The competition for population growth – perhaps hard to understand for residents of one of the fastest-growing states – is intense. Pew Research underscores the stakes, reporting on a controversial policy initiative: “Pay to Move.”
Starting in January, programs in Vermont and Tulsa, Oklahoma, will pay people to relocate to those places if they work remotely. Other resident recruitment strategies in Florida, Kansas, Maine, Michigan, Minnesota and Vermont include weekends that tempt tourists to stay, discounted rent, student loan assistance and free land.
“It’s a departure — very much a sharp departure” from Vermont’s traditional programs, said Joan Goldstein, commissioner of the Vermont Department of Economic Development. “We need people.”

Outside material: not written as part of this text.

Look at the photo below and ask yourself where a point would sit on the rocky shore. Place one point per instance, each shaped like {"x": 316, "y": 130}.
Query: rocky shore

It’s an unproven strategy.
[Doug[ Farquhar [program director for rural development with the National Conference of State Legislatures] sees “pay to move” as “somewhat of a desperate plea: We need educated people to come here and stay here.” He cautions that little research has been done on the effectiveness or sustainability of the strategy.
We recommend the Pew Stateline article. And, we note, that the issues discussed parallel concerns raised within larger states, like ours, about the challenges facing rural communities.
An important takeaway: Washington, for now, is among the winners. As lawmakers return to Olympia later this month, they may be well advised to consider the policies that allowed our state to be a desirable destination for employers and those seeking economic opportunity. It’s clear that the competition is intensifying.